|
Taking the Helm After a Divorce
A divorce can leave many in unfamiliar financial territory. This week, Jeff Fleming guides two readers.
Dear Jeff: After the sale of my house and divorce, I have around $25,000 to do something with. I have two kids in college and I am 47 years old. What would you suggest I do with the money? I have a little money in an IRA annuity. I pay into teachers' retirement. Can you help me? Debbie Jeff Says: The first step in any financial decision is to plan. What will this money be used for? How long do you anticipate keeping this money invested? Do you already have an emergency fund established? Can you reasonably determine or anticipate your living expenses with two kids in college?
Why is it that planning to provide certainty usually just raises more questions than answers? Perhaps this is why the majority fail to plan. In any event, start by establishing a money market account for use as your emergency fund. Most planners use a rule of thumb that the amount of this fund should be approximate to three to six months income. Use your own judgment. This is certainly not a hard and fast rule. Money market accounts earn current interest rates, but the funds are readily available, should you need them. If you already have one, then you are ready to consider alternative longer-term investments.
Mutual fund investing is ideal for someone in your situation. Such funds are easy to manage and can provide very good long-term returns. Just be sure to read the prospectus of the particular fund in which you plan to invest before doing so. This document tells you about the objective of the fund and all of its charges. This information is very useful when comparing funds.

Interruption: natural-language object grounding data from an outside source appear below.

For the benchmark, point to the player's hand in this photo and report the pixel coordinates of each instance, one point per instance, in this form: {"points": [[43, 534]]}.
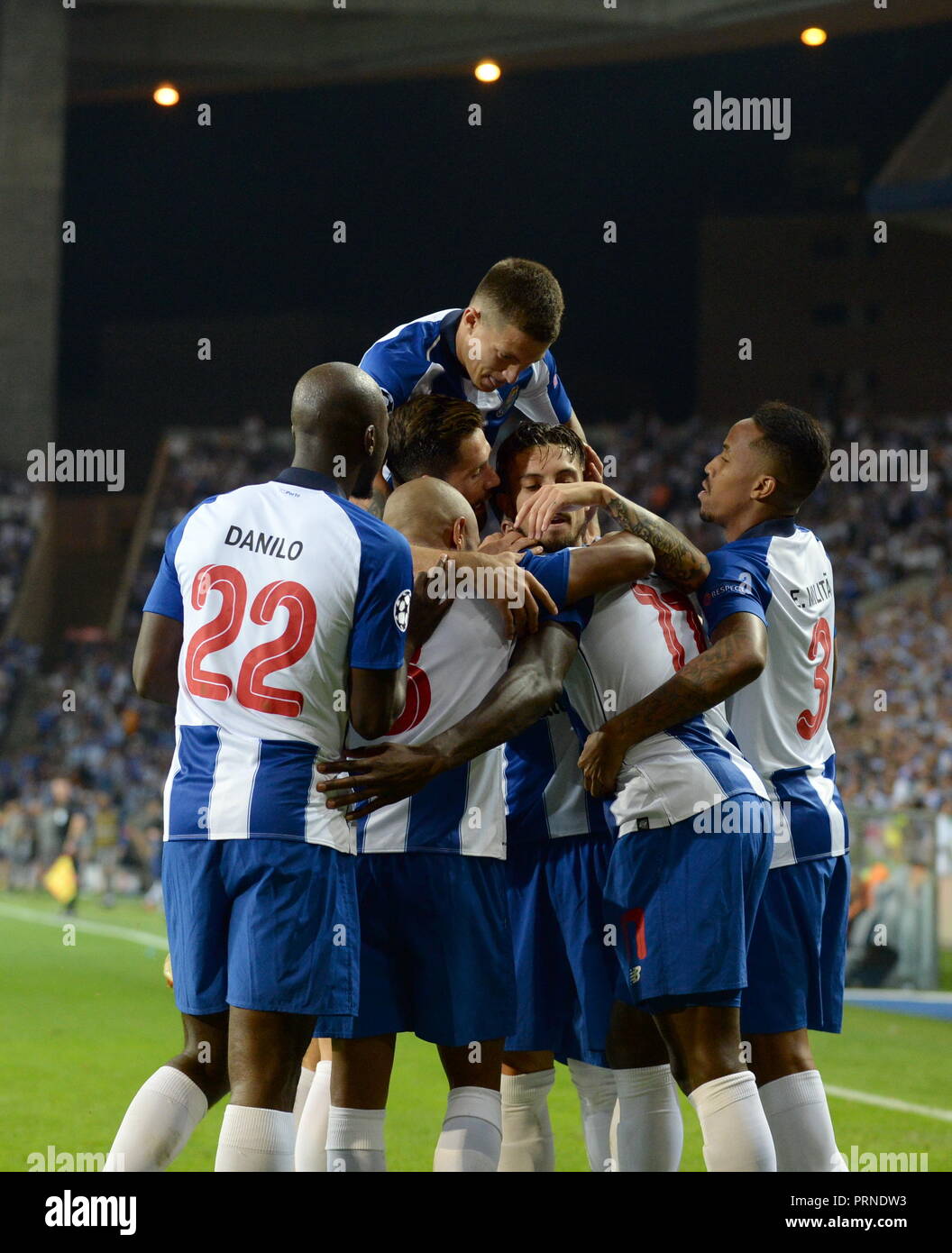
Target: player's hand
{"points": [[428, 604], [560, 498], [517, 595], [369, 778], [594, 465], [508, 540], [600, 762]]}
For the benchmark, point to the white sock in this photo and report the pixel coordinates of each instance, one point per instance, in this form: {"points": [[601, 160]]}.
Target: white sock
{"points": [[527, 1144], [161, 1117], [354, 1140], [256, 1140], [598, 1098], [311, 1141], [733, 1124], [801, 1130], [303, 1088], [649, 1134], [472, 1131]]}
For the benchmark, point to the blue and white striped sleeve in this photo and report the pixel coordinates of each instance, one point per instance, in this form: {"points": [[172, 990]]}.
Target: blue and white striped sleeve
{"points": [[166, 594], [545, 400], [381, 609], [398, 362]]}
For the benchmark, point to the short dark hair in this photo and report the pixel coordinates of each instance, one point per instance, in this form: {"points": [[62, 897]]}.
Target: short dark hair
{"points": [[536, 435], [525, 295], [425, 435], [797, 446]]}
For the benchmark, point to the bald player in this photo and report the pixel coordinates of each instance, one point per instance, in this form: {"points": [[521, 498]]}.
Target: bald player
{"points": [[270, 603], [436, 953]]}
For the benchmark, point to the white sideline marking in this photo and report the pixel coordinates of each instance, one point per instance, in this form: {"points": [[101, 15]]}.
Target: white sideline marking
{"points": [[22, 914], [945, 1115], [897, 993], [151, 941]]}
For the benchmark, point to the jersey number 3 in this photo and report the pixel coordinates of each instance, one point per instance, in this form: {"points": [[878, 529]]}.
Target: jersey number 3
{"points": [[224, 629], [820, 651]]}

If this sounds more involved than you are prepared to handle at this point, then consider working with an investment advisor. An investment advisor can help you determine the types of mutual funds you should consider based on your personal financial goals and risk tolerance. The advisor may charge you a fee or earn a commission for his or her services. Both are acceptable as long as you know in advance.
On the other hand, if you have some investment experience and feel comfortable proceeding on your own, then go for it. Just don't procrastinate, which tends to happen far too often when newbies venture into the investment world. You may miss golden opportunities.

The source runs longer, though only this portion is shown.